Tout n’est pas pour autant idyllique, et ce modèle donne aujourd’hui quelques signes d’essoufflement. Le plus flagrant est celui qui émane de sa classe politique. L’éternel jeu de chaises musicales, tous les cinq ans ou presque, entre les trois partis qui se partagent le pouvoir depuis la nuit des temps, conjugué à la culture dynastique de ses principaux acteurs (Ramgoolam, Jugnauth, Duval, Boolell, Ohsan, Mohamed…) freine le renouvellement des élites politiques – hindoues pour la plupart, ce qui pose un autre problème – et n’est pas franchement une incitation à la méritocratie.

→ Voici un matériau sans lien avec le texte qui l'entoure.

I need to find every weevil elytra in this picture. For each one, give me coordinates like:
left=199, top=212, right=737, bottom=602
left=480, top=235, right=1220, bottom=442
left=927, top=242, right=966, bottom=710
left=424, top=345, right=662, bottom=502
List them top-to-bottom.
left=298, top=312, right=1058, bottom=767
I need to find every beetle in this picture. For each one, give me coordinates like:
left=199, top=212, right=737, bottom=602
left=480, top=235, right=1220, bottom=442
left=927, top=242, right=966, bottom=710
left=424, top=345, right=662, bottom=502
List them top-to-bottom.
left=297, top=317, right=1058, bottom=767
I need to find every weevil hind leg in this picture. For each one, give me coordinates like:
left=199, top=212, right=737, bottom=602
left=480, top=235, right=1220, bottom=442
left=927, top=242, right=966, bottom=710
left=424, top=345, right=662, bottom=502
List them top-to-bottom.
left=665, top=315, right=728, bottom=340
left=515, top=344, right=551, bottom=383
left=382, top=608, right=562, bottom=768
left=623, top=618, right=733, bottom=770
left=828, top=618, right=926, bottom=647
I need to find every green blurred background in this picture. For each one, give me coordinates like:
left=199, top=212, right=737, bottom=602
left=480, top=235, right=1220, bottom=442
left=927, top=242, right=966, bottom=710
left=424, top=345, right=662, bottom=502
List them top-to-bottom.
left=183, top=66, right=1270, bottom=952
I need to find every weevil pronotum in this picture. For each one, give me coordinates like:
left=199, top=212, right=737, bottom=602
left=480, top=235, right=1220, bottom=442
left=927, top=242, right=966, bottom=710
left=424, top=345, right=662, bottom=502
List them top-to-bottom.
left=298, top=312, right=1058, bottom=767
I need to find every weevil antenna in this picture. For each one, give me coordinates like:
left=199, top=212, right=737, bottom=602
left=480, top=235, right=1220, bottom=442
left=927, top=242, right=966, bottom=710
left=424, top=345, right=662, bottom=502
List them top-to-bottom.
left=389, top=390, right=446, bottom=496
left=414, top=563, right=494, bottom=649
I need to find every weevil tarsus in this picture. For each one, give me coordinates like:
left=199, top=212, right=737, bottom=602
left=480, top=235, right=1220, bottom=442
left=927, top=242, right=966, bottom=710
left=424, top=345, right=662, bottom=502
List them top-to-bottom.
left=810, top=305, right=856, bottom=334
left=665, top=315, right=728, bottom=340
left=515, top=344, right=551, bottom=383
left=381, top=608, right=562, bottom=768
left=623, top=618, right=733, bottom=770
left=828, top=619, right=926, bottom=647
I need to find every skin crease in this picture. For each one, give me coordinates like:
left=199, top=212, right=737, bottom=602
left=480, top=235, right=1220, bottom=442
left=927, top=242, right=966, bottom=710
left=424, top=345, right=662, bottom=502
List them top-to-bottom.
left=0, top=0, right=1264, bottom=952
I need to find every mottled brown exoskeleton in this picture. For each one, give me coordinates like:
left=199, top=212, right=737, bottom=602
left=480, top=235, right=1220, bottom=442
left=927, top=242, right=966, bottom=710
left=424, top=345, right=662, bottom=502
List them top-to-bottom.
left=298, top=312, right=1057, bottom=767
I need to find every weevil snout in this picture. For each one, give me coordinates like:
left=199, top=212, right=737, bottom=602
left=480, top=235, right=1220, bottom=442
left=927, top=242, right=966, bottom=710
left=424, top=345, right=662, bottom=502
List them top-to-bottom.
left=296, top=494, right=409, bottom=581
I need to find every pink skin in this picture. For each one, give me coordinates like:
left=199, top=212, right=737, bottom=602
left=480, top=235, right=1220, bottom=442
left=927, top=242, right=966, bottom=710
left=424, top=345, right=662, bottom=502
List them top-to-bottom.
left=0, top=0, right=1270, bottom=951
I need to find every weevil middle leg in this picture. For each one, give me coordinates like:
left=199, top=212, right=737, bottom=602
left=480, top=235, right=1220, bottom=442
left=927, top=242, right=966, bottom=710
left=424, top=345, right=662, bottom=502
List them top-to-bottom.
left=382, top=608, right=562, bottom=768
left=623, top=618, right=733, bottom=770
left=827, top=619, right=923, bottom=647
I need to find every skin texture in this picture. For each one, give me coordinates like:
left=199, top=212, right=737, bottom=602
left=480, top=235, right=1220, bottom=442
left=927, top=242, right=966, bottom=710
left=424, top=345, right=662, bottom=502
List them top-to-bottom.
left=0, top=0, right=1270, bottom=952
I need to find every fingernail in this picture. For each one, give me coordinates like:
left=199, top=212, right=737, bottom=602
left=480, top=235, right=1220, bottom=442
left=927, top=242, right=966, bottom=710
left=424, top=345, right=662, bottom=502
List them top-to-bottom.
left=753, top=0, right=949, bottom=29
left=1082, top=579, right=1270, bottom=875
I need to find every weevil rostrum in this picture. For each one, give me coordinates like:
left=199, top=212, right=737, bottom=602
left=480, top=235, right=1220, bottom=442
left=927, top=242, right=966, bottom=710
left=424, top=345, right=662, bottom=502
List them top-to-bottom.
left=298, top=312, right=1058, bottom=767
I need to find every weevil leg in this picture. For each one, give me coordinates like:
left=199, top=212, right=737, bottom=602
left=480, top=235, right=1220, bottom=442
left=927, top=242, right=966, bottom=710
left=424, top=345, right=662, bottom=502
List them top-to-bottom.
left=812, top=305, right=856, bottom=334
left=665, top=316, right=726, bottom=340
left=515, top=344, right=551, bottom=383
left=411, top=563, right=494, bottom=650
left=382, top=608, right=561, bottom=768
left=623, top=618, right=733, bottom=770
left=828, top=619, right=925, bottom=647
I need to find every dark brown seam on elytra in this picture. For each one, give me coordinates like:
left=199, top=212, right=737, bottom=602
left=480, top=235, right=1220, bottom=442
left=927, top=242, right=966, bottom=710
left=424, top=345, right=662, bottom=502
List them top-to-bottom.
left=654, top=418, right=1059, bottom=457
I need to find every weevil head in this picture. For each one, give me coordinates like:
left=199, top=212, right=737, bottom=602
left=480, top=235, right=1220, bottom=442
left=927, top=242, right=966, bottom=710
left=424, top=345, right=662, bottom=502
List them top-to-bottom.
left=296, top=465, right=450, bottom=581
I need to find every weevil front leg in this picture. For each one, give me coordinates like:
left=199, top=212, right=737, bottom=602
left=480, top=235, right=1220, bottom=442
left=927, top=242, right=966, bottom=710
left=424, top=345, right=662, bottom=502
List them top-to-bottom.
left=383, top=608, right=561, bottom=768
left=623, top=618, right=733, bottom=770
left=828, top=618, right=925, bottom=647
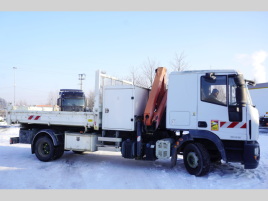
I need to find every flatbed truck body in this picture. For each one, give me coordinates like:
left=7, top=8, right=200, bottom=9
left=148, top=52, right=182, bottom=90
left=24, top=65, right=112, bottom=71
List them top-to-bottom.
left=7, top=67, right=260, bottom=176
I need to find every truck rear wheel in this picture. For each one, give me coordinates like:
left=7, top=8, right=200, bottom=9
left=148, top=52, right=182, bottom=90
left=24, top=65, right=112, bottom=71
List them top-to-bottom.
left=35, top=136, right=55, bottom=162
left=183, top=143, right=210, bottom=176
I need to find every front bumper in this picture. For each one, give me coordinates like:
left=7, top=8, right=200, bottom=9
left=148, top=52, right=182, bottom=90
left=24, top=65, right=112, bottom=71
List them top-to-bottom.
left=243, top=141, right=260, bottom=169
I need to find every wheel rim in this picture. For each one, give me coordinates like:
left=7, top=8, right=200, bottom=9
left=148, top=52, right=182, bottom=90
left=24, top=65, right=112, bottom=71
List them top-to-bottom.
left=41, top=143, right=50, bottom=155
left=187, top=152, right=199, bottom=168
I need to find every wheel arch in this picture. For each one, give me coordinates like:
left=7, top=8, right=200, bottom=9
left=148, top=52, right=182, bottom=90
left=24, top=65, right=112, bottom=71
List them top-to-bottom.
left=178, top=130, right=227, bottom=161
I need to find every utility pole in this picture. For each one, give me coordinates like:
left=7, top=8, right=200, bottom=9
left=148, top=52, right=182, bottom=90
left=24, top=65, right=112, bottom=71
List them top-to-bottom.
left=13, top=67, right=17, bottom=106
left=78, top=73, right=86, bottom=90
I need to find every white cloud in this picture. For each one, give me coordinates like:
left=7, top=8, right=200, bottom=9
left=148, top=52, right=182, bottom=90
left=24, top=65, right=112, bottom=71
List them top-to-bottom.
left=235, top=50, right=268, bottom=83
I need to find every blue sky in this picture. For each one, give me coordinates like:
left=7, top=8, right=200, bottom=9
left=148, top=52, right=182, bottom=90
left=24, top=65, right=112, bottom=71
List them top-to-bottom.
left=0, top=11, right=268, bottom=104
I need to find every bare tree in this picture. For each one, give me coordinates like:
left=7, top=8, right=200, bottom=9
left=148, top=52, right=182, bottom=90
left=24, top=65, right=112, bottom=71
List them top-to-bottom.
left=170, top=52, right=189, bottom=71
left=142, top=58, right=159, bottom=87
left=122, top=66, right=147, bottom=87
left=46, top=90, right=59, bottom=105
left=86, top=91, right=95, bottom=111
left=16, top=100, right=27, bottom=106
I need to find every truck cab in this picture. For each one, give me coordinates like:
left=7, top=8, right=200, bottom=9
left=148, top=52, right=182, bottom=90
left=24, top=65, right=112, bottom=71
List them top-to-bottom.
left=166, top=70, right=259, bottom=172
left=57, top=89, right=86, bottom=112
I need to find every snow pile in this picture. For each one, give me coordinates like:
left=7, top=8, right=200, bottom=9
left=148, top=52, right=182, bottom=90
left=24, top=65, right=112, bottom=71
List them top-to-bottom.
left=0, top=127, right=268, bottom=189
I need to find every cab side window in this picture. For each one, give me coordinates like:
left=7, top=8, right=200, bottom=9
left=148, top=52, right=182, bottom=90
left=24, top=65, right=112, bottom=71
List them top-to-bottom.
left=201, top=75, right=227, bottom=106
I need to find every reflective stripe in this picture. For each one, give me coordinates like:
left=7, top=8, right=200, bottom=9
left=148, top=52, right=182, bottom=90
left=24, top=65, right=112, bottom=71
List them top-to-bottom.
left=220, top=121, right=247, bottom=128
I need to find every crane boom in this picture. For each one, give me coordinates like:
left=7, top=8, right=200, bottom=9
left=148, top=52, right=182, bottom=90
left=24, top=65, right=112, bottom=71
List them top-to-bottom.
left=143, top=67, right=167, bottom=130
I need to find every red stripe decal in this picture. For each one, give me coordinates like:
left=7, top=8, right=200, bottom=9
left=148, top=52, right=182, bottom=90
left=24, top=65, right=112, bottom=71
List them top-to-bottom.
left=34, top=116, right=40, bottom=120
left=220, top=121, right=226, bottom=127
left=227, top=122, right=238, bottom=128
left=240, top=123, right=247, bottom=128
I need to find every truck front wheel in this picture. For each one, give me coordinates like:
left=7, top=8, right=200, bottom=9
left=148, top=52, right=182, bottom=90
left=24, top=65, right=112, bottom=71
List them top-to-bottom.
left=35, top=136, right=55, bottom=162
left=183, top=143, right=210, bottom=176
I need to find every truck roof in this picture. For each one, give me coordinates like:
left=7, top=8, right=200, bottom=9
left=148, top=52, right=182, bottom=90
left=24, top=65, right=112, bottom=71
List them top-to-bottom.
left=171, top=69, right=240, bottom=74
left=248, top=82, right=268, bottom=89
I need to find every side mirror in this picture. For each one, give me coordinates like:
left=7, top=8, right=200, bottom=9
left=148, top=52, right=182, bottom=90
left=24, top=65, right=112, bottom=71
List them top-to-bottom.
left=206, top=73, right=216, bottom=80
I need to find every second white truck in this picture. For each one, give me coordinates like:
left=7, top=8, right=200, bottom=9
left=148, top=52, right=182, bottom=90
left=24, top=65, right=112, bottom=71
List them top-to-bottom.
left=7, top=67, right=260, bottom=176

Sur le plan économique, évidemment, l’élan n’est plus le même depuis la crise économique mondiale. L’investissement intérieur et extérieur marque le pas, et le taux de chômage – qui touche près d’un jeune sur quatre – augmente.

Même si les conflits communautaires de 1995 ou de 1999 semblent un lointain souvenir, le pays n’est pas pour autant immunisé contre une nouvelle éruption de violence

Sur le plan social, enfin, la cohésion nationale demeure largement perfectible. Car les communautés – hindous, musulmans, Chinois, Blancs et créoles – cohabitent toujours plus qu’elles ne se mêlent, et les tensions restent latentes. Même si les conflits communautaires de 1995 ou de 1999 semblent un lointain souvenir, le pays n’est pas pour autant immunisé contre une nouvelle éruption de violence. Laquelle, dans son expression ordinaire (crimes, délits…) a déjà tendance à se répandre, comme les drogues d’ailleurs, ce qui est tout de même le signe d’un malaise. Les défis, on l’a vu, sont nombreux et difficiles à relever. C’est le lot des modèles qui, pour le demeurer, doivent perpétuellement se réinventer.